Not since the Legislature's 2014 ban of "upskirting", taking non-consensual photographs up someone's dress, has Beacon Hill moved so quickly to make law.

House Speaker Robert DeLeo says his Democratic supermajority is behind his decision to skip the typical committee and public hearing process so that Massachusetts retains its reputation as the top state in the nation for gun control. 

"I think it's important for us to take it up and take it up immediately and I think the caucus was very strong in support of that," DeLeo said.

The ban passed as an amendment attached to a spending bill, and the bill itself breezed through the chamber not long after.

"I think if the legislation was better, if it wasn't rushed through, this is something I could have got behind," Rep. Nick Boldyga (R-Southwick), one of three Republican members to vote against the ban, told WGBH News after the vote.

"But this is not the right time, though. They put this legislation in with a budget amendment to ram it through the House of Representatives and 99 percent of the people in that room that just voted on this did not read that legislation, they did not know what was in it," Boldyga said. 

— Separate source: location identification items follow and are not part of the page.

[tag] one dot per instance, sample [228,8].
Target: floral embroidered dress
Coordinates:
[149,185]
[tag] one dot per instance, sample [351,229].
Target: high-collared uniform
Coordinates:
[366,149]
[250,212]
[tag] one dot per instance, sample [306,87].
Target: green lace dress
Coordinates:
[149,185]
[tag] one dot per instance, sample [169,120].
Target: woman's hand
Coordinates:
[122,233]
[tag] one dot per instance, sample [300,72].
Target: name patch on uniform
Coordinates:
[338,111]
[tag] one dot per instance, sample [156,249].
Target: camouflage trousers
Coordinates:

DeLeo defended his decision to skip the hearing process and told reporters Wednesday that second amendment advocates could have lodged objections with him or with members.

"I think they know this is a subject that's being looked at," DeLeo said, adding that the second amendment lobby has been very vocal in the past.

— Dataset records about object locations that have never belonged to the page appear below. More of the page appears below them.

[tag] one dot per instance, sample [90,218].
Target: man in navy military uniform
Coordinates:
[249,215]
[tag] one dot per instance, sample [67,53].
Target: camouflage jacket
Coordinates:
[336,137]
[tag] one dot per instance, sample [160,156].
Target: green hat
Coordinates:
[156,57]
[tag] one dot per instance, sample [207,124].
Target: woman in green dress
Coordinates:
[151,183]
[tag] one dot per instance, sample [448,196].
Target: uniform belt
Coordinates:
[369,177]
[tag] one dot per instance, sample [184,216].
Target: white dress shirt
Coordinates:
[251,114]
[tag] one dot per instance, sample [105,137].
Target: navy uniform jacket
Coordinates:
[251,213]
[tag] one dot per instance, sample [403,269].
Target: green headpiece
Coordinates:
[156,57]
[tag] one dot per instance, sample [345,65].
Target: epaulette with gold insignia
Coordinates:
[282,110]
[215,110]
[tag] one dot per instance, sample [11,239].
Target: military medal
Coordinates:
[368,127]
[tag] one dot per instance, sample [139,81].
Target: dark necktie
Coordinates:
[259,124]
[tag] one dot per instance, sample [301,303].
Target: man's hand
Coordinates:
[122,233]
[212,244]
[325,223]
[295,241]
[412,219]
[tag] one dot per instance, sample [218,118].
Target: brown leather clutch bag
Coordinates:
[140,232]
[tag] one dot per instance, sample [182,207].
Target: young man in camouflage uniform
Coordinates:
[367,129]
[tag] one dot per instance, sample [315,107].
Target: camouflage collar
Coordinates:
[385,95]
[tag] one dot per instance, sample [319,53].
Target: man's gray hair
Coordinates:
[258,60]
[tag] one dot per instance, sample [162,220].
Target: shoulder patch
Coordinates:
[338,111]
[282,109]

"I can tell you, to their credit, they make sure that their views are know. So I would suspect that I would have heard something," DeLeo said. 

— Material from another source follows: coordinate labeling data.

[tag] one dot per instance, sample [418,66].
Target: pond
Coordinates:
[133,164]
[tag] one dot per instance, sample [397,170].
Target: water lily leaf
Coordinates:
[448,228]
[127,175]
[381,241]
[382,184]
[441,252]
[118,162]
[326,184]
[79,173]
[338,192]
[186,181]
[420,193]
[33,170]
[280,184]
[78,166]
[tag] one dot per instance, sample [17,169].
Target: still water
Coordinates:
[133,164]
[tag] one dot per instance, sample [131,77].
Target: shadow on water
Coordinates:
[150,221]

The Senate is also expected to pass the bill and Gov. Charlie Baker has said that he would sign a bump stock ban.

Sponsor Rep. David Linsky says his amendment does not address other gun control measures like high-capacity magazines, and only closes the bump stock loophole.

"It's something that quite frankly, the drafters of legislation for years and years and years have missed. The magazine issue is a more difficult issue. And while I'm still very much committed to closing the magazine loophole we're going to save that debate for another day. We have an opportunity to do the bump stock legislation today, we're going to take it," Linksy said.